We need to isolate \( y \) terms on one side and \( x \) terms on the other to integrate. Step 2: Key Formula or Approach:
The standard method for variable separable equations is:
\[ \int g(y) dy = \int h(x) dx \]
In this case, we rearrange the equation as:
\[ (1 + \sin x) \frac{dy}{dx} = -\cos x \implies dy = -\frac{\cos x}{1 + \sin x} dx \] Step 3: Detailed Explanation:
Integrating both sides:
\[ \int dy = -\int \frac{\cos x}{1 + \sin x} dx \]

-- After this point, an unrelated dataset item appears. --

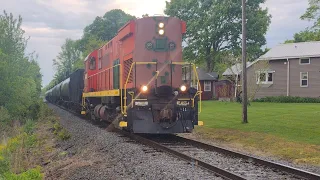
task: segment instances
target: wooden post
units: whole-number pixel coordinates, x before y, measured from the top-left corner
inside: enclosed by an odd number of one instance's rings
[[[248,123],[247,60],[246,60],[246,0],[242,0],[242,122]]]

For the RHS integral, let \( 1 + \sin x = t \), then \( \cos x \, dx = dt \).
\[ y = -\int \frac{1}{t} dt = -\ln |t| + C \]
\[ y = -\ln (1 + \sin x) + C \]
Now, apply the initial condition \( f(0) = 0 \):
\[ 0 = -\ln (1 + \sin 0) + C \implies 0 = -\ln(1) + C \implies C = 0 \]
The specific solution is \( f(x) = -\ln (1 + \sin x) \).
To find \( f\left(\frac{\pi}{2}\right) \):
\[ f\left(\frac{\pi}{2}\right) = -\ln \left(1 + \sin \frac{\pi}{2}\right) = -\ln(1 + 1) = -\ln 2 \] Step 4: Final Answer:
The value of \( f\left(\frac{\pi}{2}\right) \) is \( -\ln 2 \).